This page describes the full lifecycle of a correlation key and how it interacts with each operator that can fan out, fan in, group, or join records.

Declaration

Correlation keys are declared per source. Each source’s config: block carries an optional correlation_key: field naming the column (or list of columns) whose value identifies a record’s correlation group within that source. The engine widens each declaring source’s schema with one $ck.<field> shadow column per field and stamps the user-declared value into it at ingest.

nodes:
  - type: source
    name: orders
    config:
      name: orders
      type: csv
      path: ./data/orders.csv
      correlation_key: order_id
      schema:
        - { name: order_id, type: string }
        - { name: amount, type: int }

  - type: source
    name: customers
    config:
      name: customers
      type: csv
      path: ./data/customers.csv
      correlation_key: [customer_id, region]
      schema:
        - { name: customer_id, type: string }
        - { name: region, type: string }
        - { name: name, type: string }

  - type: source
    name: sensor_readings
    config:
      name: sensor_readings
      type: csv
      path: ./data/sensors.csv
      # No correlation_key field declared. This source carries no
      # $ck.* widening; record-level errors land in the DLQ as
      # standalone entries with no group atomicity.
      schema:
        - { name: ts, type: date_time }
        - { name: value, type: float }

A record’s correlation group is identified by the tuple of values for that source’s listed fields. Records sharing the same tuple within the same source belong to the same group. There is no pipeline-level correlation key — the previous error_handling.correlation_key: field has been removed; pipelines that previously declared it move the field down to each contributing source.

A source whose declared correlation_key: field names a column not present in its own schema: block is rejected at compile time with diagnostic E153.

Lifecycle

The engine adds a shadow column named $ck.<field> (one per correlation-key field) to every declaring source’s schema and copies the field’s value into it at ingest. From that point on, the shadow column is the authoritative group identity – if a downstream transform rewrites the user-declared correlation field, the shadow column is untouched and the group identity is preserved.

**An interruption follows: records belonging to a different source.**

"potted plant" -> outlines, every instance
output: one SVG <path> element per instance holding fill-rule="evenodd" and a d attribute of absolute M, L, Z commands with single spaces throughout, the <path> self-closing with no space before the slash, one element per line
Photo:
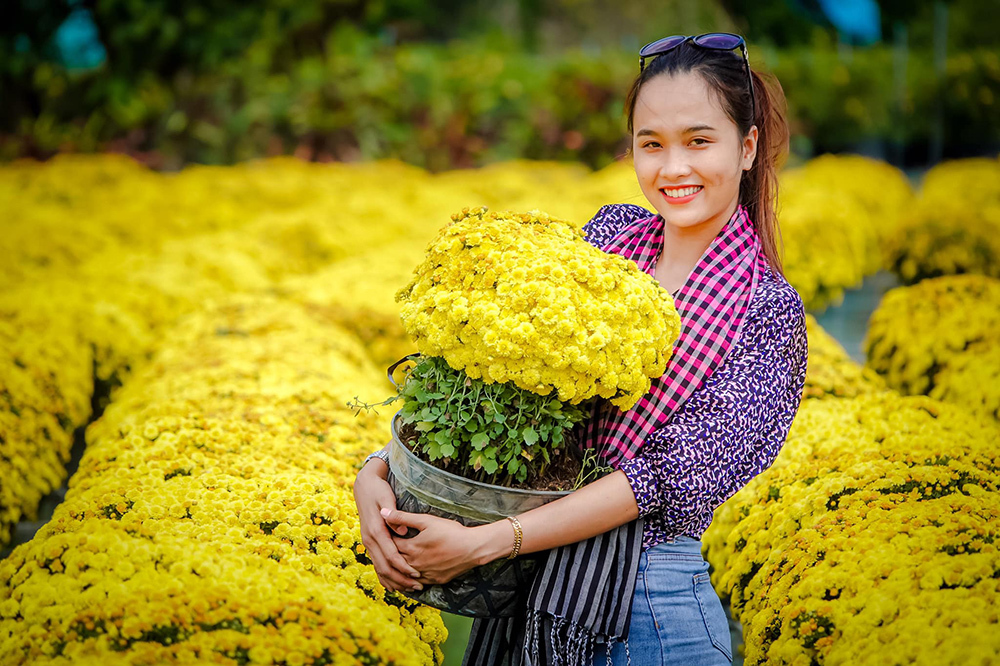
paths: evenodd
<path fill-rule="evenodd" d="M 599 476 L 575 426 L 594 400 L 635 404 L 663 374 L 680 330 L 652 277 L 540 211 L 463 209 L 396 300 L 420 354 L 403 359 L 413 362 L 405 381 L 380 403 L 402 400 L 389 482 L 401 510 L 465 525 L 528 511 Z M 498 560 L 406 594 L 462 615 L 513 614 L 535 565 L 532 555 Z"/>

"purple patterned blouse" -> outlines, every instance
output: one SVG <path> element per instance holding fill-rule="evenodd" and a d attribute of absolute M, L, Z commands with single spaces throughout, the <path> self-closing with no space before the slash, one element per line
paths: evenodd
<path fill-rule="evenodd" d="M 602 247 L 650 215 L 604 206 L 584 225 L 587 241 Z M 645 519 L 643 549 L 700 539 L 715 509 L 770 467 L 788 436 L 808 359 L 802 298 L 768 266 L 745 316 L 722 365 L 619 467 Z"/>

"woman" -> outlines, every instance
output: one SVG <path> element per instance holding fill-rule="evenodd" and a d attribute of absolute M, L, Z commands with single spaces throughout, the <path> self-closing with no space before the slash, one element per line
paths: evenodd
<path fill-rule="evenodd" d="M 383 461 L 359 472 L 362 538 L 388 589 L 446 582 L 518 542 L 549 551 L 524 617 L 477 620 L 466 663 L 732 661 L 700 538 L 774 461 L 805 381 L 805 314 L 782 274 L 775 216 L 782 103 L 737 35 L 640 51 L 626 110 L 657 215 L 604 206 L 585 230 L 674 294 L 682 329 L 643 400 L 625 413 L 603 404 L 581 429 L 614 473 L 517 520 L 467 528 L 397 511 Z M 408 527 L 420 533 L 400 538 Z"/>

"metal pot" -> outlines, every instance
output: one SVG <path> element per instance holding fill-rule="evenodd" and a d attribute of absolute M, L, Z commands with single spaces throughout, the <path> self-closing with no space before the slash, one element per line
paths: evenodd
<path fill-rule="evenodd" d="M 388 477 L 401 511 L 429 513 L 473 526 L 530 511 L 572 492 L 504 488 L 440 470 L 403 444 L 398 431 L 401 418 L 397 412 L 392 419 Z M 524 609 L 532 577 L 544 555 L 495 560 L 444 585 L 426 585 L 419 592 L 404 594 L 456 615 L 510 617 Z"/>

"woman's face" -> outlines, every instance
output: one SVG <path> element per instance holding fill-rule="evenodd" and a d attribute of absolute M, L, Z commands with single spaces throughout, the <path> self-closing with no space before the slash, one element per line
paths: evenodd
<path fill-rule="evenodd" d="M 753 165 L 757 128 L 746 137 L 699 74 L 661 74 L 639 91 L 632 115 L 635 174 L 646 199 L 678 230 L 732 217 L 740 177 Z"/>

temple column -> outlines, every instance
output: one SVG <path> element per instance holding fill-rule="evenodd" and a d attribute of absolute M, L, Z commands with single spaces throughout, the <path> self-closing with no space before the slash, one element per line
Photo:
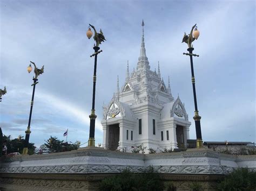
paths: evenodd
<path fill-rule="evenodd" d="M 170 137 L 171 138 L 171 144 L 172 148 L 177 148 L 177 139 L 176 136 L 176 124 L 172 124 L 170 125 Z"/>
<path fill-rule="evenodd" d="M 184 137 L 184 147 L 187 147 L 187 127 L 186 126 L 184 126 L 183 127 L 183 136 Z"/>
<path fill-rule="evenodd" d="M 123 122 L 119 123 L 119 142 L 118 143 L 119 146 L 123 147 L 124 146 L 124 141 L 125 140 L 124 136 L 126 136 L 126 132 L 125 132 L 124 128 L 124 123 Z"/>
<path fill-rule="evenodd" d="M 109 128 L 106 124 L 102 124 L 102 129 L 103 129 L 103 143 L 102 146 L 105 149 L 109 148 Z"/>

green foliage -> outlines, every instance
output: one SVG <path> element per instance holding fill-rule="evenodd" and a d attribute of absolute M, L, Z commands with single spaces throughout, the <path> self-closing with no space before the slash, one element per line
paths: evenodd
<path fill-rule="evenodd" d="M 147 148 L 146 146 L 143 146 L 143 144 L 139 146 L 136 146 L 132 150 L 132 152 L 135 153 L 145 154 L 145 150 Z"/>
<path fill-rule="evenodd" d="M 2 156 L 2 152 L 3 152 L 3 132 L 2 132 L 2 128 L 0 128 L 0 157 Z"/>
<path fill-rule="evenodd" d="M 164 148 L 163 150 L 160 150 L 160 153 L 171 153 L 173 152 L 173 151 L 172 150 L 172 147 L 170 148 Z"/>
<path fill-rule="evenodd" d="M 256 172 L 247 168 L 238 168 L 226 176 L 218 188 L 221 190 L 255 190 Z"/>
<path fill-rule="evenodd" d="M 45 143 L 41 145 L 40 148 L 43 152 L 49 152 L 50 153 L 59 152 L 64 151 L 70 151 L 77 150 L 79 148 L 80 142 L 77 141 L 75 143 L 69 144 L 64 143 L 64 140 L 60 140 L 57 137 L 51 137 L 45 141 Z"/>
<path fill-rule="evenodd" d="M 120 175 L 108 177 L 100 183 L 100 190 L 163 190 L 164 185 L 154 168 L 150 166 L 143 173 L 132 173 L 129 168 Z"/>
<path fill-rule="evenodd" d="M 190 188 L 192 191 L 204 191 L 205 187 L 204 185 L 198 182 L 193 182 L 190 185 Z"/>
<path fill-rule="evenodd" d="M 14 152 L 19 152 L 20 154 L 22 154 L 25 143 L 25 139 L 22 138 L 23 137 L 21 137 L 20 140 L 18 139 L 11 140 L 10 135 L 8 136 L 4 135 L 3 141 L 6 143 L 7 154 Z M 28 145 L 28 148 L 29 148 L 28 154 L 29 155 L 33 154 L 35 153 L 36 147 L 34 145 L 35 144 L 33 143 L 29 143 Z"/>
<path fill-rule="evenodd" d="M 228 150 L 223 150 L 220 151 L 220 153 L 227 154 L 232 154 L 232 153 L 231 151 Z"/>
<path fill-rule="evenodd" d="M 157 153 L 157 151 L 156 151 L 155 150 L 154 150 L 152 148 L 149 148 L 149 151 L 150 151 L 150 152 L 149 152 L 150 154 L 153 154 L 153 153 Z"/>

Shadow columns are an internal engine namespace. You never write $ck.<field> in YAML or CXL – the engine manages them. They are stripped from default writer output. To surface them for debugging, set include_correlation_keys: true on an output node:

- type: output
  name: debug_out
  input: validate
  config:
    name: debug_out
    type: csv
    path: "./debug.csv"
    include_correlation_keys: true

Multi-source pipelines

Different sources can declare different correlation-key fields. The engine treats each source’s CK identity as locally consistent: a record from customers is a member of the customer-id group named in its row, and a record from orders is a member of the order-id group named in its row, regardless of whether customer_id appears in orders or vice versa. Combine and Merge nodes that join across sources negotiate which CK columns survive into the joined output via the Combine node’s propagate_ck: field (see Combine interaction below).

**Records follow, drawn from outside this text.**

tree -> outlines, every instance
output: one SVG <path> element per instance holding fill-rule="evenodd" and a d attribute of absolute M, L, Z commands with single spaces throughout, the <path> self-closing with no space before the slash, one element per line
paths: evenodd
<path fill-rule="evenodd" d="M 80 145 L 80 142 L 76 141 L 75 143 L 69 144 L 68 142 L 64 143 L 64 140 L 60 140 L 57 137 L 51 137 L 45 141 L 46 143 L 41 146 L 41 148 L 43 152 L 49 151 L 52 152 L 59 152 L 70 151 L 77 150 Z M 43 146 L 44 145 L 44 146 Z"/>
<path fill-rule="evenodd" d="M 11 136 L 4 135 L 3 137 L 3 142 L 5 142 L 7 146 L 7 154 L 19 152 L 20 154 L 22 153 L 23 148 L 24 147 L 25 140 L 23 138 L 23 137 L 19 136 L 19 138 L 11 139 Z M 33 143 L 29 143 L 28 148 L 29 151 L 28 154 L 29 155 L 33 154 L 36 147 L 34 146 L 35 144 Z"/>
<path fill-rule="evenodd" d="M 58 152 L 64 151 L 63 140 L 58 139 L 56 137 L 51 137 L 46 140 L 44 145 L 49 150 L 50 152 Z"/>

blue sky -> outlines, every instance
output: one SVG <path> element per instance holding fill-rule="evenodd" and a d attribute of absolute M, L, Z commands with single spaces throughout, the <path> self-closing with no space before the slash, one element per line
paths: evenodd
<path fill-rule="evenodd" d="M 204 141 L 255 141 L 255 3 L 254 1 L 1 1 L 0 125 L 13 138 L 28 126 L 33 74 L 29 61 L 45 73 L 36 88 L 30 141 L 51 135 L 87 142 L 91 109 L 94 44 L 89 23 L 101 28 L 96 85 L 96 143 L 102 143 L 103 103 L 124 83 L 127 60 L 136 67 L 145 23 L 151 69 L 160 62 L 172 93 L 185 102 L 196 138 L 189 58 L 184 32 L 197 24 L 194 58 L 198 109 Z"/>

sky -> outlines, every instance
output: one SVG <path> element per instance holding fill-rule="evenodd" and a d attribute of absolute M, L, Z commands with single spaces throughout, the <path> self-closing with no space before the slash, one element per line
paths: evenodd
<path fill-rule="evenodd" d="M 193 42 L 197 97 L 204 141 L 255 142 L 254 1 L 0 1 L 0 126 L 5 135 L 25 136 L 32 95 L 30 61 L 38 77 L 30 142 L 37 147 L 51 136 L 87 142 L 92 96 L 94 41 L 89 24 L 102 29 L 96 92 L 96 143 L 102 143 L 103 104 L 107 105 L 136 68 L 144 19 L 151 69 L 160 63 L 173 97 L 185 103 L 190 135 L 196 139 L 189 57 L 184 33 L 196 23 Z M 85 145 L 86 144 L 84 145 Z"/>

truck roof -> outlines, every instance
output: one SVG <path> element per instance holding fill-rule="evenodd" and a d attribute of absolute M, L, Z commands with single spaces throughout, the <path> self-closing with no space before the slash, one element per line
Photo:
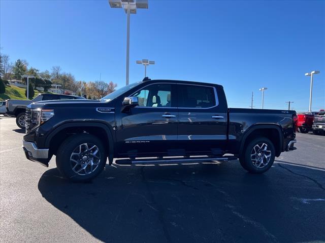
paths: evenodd
<path fill-rule="evenodd" d="M 176 84 L 188 84 L 189 85 L 205 85 L 207 86 L 218 86 L 222 89 L 223 87 L 222 85 L 218 85 L 216 84 L 213 84 L 212 83 L 205 83 L 205 82 L 200 82 L 198 81 L 188 81 L 185 80 L 176 80 L 176 79 L 150 79 L 150 78 L 145 78 L 143 80 L 144 82 L 148 82 L 148 83 L 157 83 L 157 82 L 164 82 L 164 83 L 173 83 Z"/>

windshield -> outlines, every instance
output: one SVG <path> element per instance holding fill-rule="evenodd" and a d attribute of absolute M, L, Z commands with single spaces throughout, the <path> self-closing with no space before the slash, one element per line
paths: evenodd
<path fill-rule="evenodd" d="M 141 82 L 137 82 L 133 84 L 131 84 L 130 85 L 127 85 L 126 86 L 124 86 L 124 87 L 122 87 L 118 90 L 115 90 L 114 92 L 112 92 L 110 94 L 109 94 L 106 96 L 104 96 L 102 99 L 101 99 L 101 101 L 108 102 L 112 100 L 113 100 L 116 97 L 118 97 L 122 94 L 124 92 L 126 92 L 128 90 L 131 90 L 133 88 L 137 86 Z"/>

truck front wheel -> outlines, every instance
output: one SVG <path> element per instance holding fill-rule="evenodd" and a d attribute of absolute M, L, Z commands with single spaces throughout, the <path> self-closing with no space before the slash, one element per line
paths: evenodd
<path fill-rule="evenodd" d="M 66 178 L 87 181 L 104 169 L 107 156 L 103 143 L 91 134 L 81 133 L 67 139 L 56 154 L 56 167 Z"/>
<path fill-rule="evenodd" d="M 17 115 L 16 117 L 16 124 L 22 129 L 25 129 L 25 118 L 26 117 L 26 113 L 21 112 Z"/>
<path fill-rule="evenodd" d="M 239 161 L 244 169 L 253 173 L 263 173 L 269 170 L 274 161 L 275 149 L 268 138 L 253 139 L 244 148 Z"/>

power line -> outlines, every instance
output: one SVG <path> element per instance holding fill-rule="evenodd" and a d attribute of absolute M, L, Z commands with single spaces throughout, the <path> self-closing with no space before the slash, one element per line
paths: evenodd
<path fill-rule="evenodd" d="M 291 104 L 291 103 L 295 103 L 295 102 L 294 102 L 294 101 L 286 101 L 285 103 L 287 103 L 289 104 L 288 110 L 290 110 L 290 104 Z"/>

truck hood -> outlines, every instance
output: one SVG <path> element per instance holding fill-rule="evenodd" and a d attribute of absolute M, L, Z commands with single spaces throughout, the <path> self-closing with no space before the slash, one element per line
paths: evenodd
<path fill-rule="evenodd" d="M 109 102 L 103 102 L 100 100 L 53 100 L 35 102 L 28 105 L 27 108 L 32 109 L 38 108 L 55 109 L 56 107 L 85 107 L 95 106 L 100 104 L 104 104 L 108 103 Z"/>
<path fill-rule="evenodd" d="M 61 104 L 89 104 L 90 103 L 101 103 L 100 100 L 44 100 L 41 101 L 38 101 L 34 102 L 33 104 L 42 104 L 46 105 L 47 104 L 50 104 L 53 105 Z"/>

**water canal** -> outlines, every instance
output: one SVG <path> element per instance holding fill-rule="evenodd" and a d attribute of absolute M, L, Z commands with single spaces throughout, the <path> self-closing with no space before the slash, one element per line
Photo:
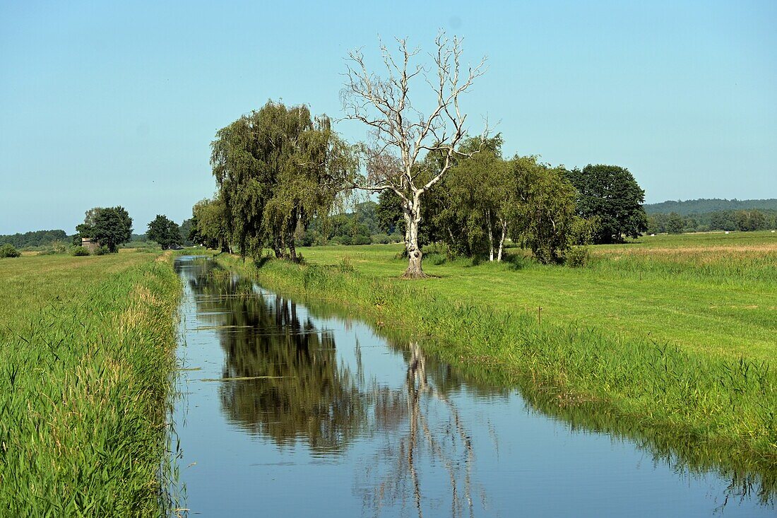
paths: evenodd
<path fill-rule="evenodd" d="M 773 516 L 774 499 L 575 429 L 412 340 L 182 257 L 189 516 Z"/>

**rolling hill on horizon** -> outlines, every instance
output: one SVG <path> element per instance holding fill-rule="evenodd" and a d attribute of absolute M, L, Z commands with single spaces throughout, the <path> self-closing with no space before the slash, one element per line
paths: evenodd
<path fill-rule="evenodd" d="M 740 210 L 766 210 L 777 211 L 777 199 L 768 198 L 762 200 L 731 200 L 713 198 L 699 198 L 698 200 L 667 200 L 661 203 L 646 203 L 645 212 L 648 214 L 660 212 L 677 212 L 680 215 L 691 214 L 703 214 L 717 211 Z"/>

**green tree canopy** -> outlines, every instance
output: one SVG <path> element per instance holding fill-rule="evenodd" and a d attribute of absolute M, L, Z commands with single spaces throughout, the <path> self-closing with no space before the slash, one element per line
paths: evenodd
<path fill-rule="evenodd" d="M 516 199 L 510 233 L 514 241 L 530 248 L 542 263 L 561 262 L 587 227 L 575 215 L 577 192 L 565 171 L 539 164 L 534 156 L 512 160 Z"/>
<path fill-rule="evenodd" d="M 205 198 L 192 208 L 192 228 L 189 239 L 211 249 L 228 252 L 231 236 L 226 206 L 221 198 Z"/>
<path fill-rule="evenodd" d="M 152 241 L 156 241 L 162 248 L 169 248 L 181 243 L 178 223 L 162 214 L 157 214 L 154 220 L 148 223 L 146 237 Z"/>
<path fill-rule="evenodd" d="M 132 237 L 132 218 L 121 206 L 95 207 L 86 212 L 84 222 L 76 226 L 81 237 L 96 240 L 112 253 Z"/>
<path fill-rule="evenodd" d="M 356 166 L 329 118 L 314 119 L 304 105 L 270 101 L 219 130 L 211 148 L 228 233 L 243 257 L 267 243 L 296 260 L 298 227 L 329 212 Z"/>
<path fill-rule="evenodd" d="M 619 166 L 588 164 L 565 172 L 577 189 L 577 213 L 599 219 L 595 243 L 620 243 L 623 236 L 639 237 L 647 229 L 643 208 L 645 191 L 629 170 Z"/>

A source that declares no correlation_key: carries no $ck.* widening. Records from such a source flow through the pipeline without group identity; per-record errors DLQ on a per-record basis with no group fan-out. The orchestrator’s relaxed-aggregate retraction protocol still activates if any other source on the same DAG carries a CK field that an aggregate’s group_by omits — the retraction protocol scope is the DAG’s lattice of $ck.* columns, not any single source’s declaration.

DLQ semantics

When a record fails inside a correlation group:

  • The failing record produces a trigger DLQ entry. Its category reflects the actual failure (e.g. type_error, validation_failed).
  • Every other record from a source that contributed a trigger to the same group produces a collateral DLQ entry. Collaterals carry the category correlated.
  • Records belonging to other (clean) groups proceed normally.

A record with a null value for the correlation-key field is treated as its own per-record group: it has no peers and DLQ atomicity does not span multiple records.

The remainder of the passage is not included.